Speaking in tongues was a dramatic miracle that helped the Christian church begin (Acts 2). The book of Acts records two other occasions on which the Holy Spirit caused people to speak in tongues, and in his letter to the church at Corinth, the apostle Paul gave instructions about speaking in tongues.
Some churches emphasize the practice of speaking in tongues. They teach that every Christian should speak in tongues as evidence of receiving the baptism of the Holy Spirit. Some of these churches are among the fastest-growing segments of Christianity.
Other churches allow the practice of speaking in tongues, but do not encourage it. In these churches, tongue-speakers may form charismatic fellowship groups within the larger congregation. (Charismatic is defined in the glossary at the end of this series of articles.) Still other churches forbid their members from speaking in tongues.
Speaking in tongues has been vigorously debated during the past century. The major questions are these:
Does every Christian who receives the Holy Spirit speak in tongues?
Does speaking in tongues prove that the Holy Spirit has come to a person?
Are those who speak in tongues more spiritual or closer to God than those who do not?
What role should tongue-speaking have in church meetings?
To answer these questions, we need to consult the Bible. First, let’s see what Jesus said about tongues.
Giving his disciples their commission, Jesus said: “Go into all the world and preach the good news to all creation. Whoever believes and is baptized will be saved, but whoever does not believe will be condemned” (Mark 16:15-18). Then Jesus predicted what would happen: “These signs will accompany those who believe: In my name they will drive out demons; they will speak in new tongues; they will pick up snakes with their hands; and when they drink deadly poison, it will not hurt them at all; they will place their hands on sick people, and they will get well” (verses 17-18).
These verses do not predict how often these signs would occur, or whether every believer would be involved in each of these signs, or whether believers should make special efforts to display these miracles. To answer such questions, we need to look at other scriptures.
The book of Acts describes incidents of casting out demons, healings and supernatural protection against deadly things. However, believers did not go out of their way to find demons or to be exposed to deadly things. In the case of healing, we know that there were times when it did not happen (2 Corinthians 12:7-10, for example).

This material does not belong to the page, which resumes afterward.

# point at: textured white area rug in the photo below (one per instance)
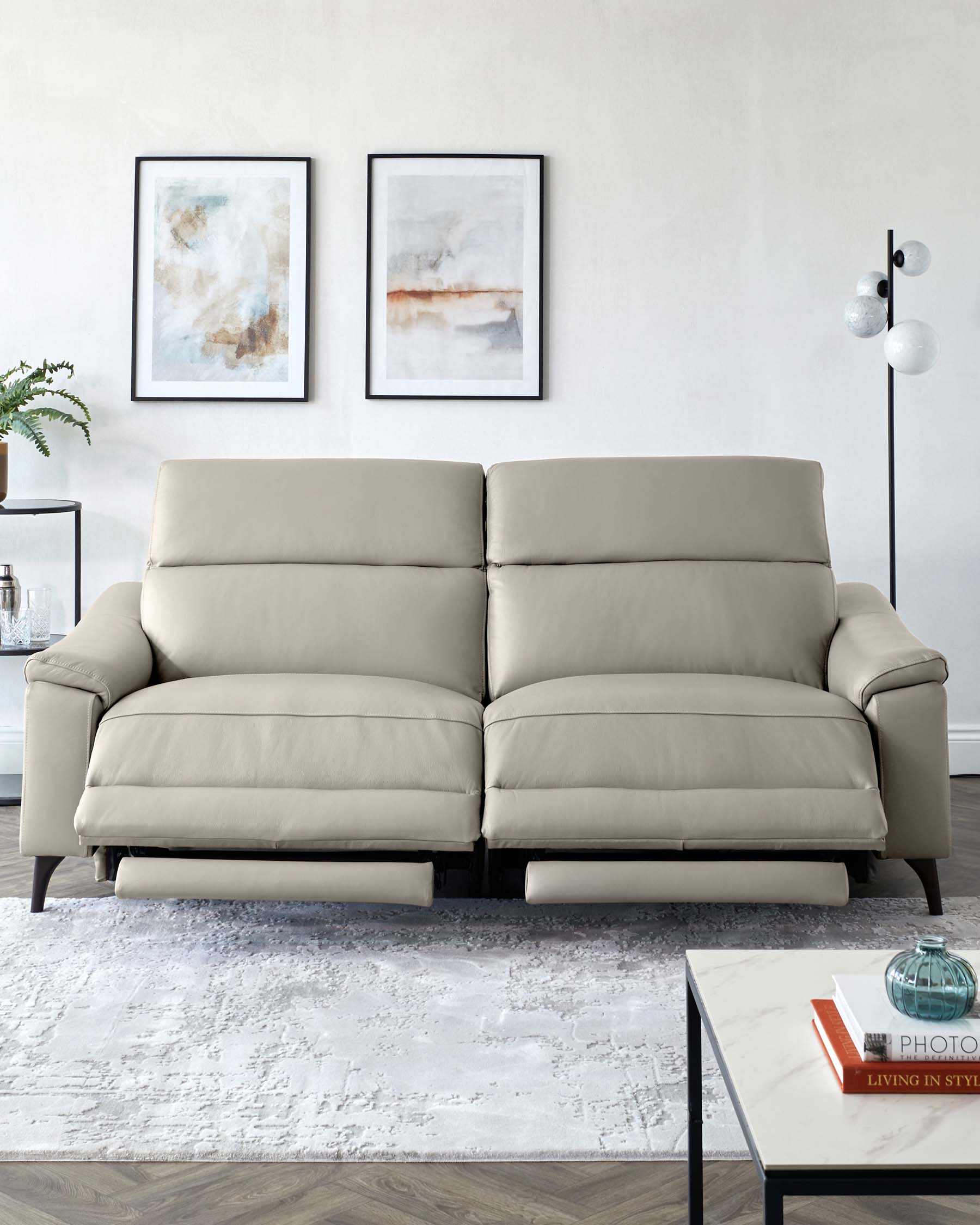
(169, 1031)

Mark 16:17-18 simply lists a few of the many types of miracles that God’s church would experience. This list is neither a command nor a promise for every Christian. To answer our questions about speaking in tongues, we must examine other scriptures.

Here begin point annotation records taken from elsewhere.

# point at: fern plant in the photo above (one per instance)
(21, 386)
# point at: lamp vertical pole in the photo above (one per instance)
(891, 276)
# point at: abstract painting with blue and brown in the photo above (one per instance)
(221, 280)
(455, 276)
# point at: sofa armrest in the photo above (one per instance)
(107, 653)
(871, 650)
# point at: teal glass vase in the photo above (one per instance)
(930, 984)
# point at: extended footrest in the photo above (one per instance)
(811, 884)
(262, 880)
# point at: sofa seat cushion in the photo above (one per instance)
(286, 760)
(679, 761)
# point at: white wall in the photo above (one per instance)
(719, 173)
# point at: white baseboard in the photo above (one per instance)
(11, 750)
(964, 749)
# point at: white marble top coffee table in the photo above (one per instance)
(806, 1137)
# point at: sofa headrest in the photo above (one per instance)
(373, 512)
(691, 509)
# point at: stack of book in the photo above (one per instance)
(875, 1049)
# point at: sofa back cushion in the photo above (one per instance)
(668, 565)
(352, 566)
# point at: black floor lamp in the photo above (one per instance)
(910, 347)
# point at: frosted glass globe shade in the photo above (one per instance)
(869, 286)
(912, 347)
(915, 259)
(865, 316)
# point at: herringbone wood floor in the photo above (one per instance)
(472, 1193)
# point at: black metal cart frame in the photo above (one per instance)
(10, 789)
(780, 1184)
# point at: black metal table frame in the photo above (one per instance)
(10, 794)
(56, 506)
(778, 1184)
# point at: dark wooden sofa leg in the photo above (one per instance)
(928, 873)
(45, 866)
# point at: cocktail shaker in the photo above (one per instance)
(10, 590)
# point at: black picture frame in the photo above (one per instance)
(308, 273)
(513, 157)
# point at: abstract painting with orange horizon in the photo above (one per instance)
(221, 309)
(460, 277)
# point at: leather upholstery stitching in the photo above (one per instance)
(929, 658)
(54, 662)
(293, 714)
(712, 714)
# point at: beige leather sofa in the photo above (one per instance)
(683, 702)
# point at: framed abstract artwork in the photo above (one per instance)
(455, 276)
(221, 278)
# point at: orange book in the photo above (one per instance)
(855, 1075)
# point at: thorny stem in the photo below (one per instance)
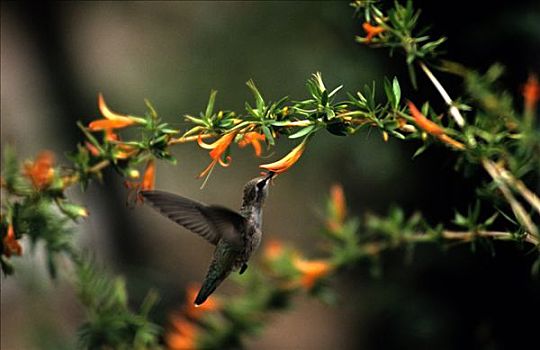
(99, 166)
(189, 139)
(375, 248)
(454, 111)
(519, 186)
(517, 208)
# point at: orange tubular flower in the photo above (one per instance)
(11, 245)
(338, 208)
(217, 149)
(182, 335)
(311, 271)
(40, 171)
(112, 120)
(195, 312)
(286, 162)
(254, 139)
(372, 31)
(531, 92)
(432, 128)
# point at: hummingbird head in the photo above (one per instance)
(256, 190)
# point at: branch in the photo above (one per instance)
(454, 111)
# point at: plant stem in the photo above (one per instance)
(517, 208)
(189, 139)
(454, 111)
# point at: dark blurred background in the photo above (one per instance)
(56, 57)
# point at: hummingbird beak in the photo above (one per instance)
(270, 175)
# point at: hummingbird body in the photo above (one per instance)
(236, 234)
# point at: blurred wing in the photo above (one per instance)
(210, 222)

Shortly after Christ had risen into heaven, his disciples were observing the annual festival of Pentecost (Acts 2:1). “Suddenly a sound like the blowing of a violent wind came from heaven and filled the whole house where they were sitting. They saw what seemed to be tongues of fire that separated and came to rest on each of them. All of them were filled with the Holy Spirit and began to speak in other tongues as the Spirit enabled them” (verses 2-4).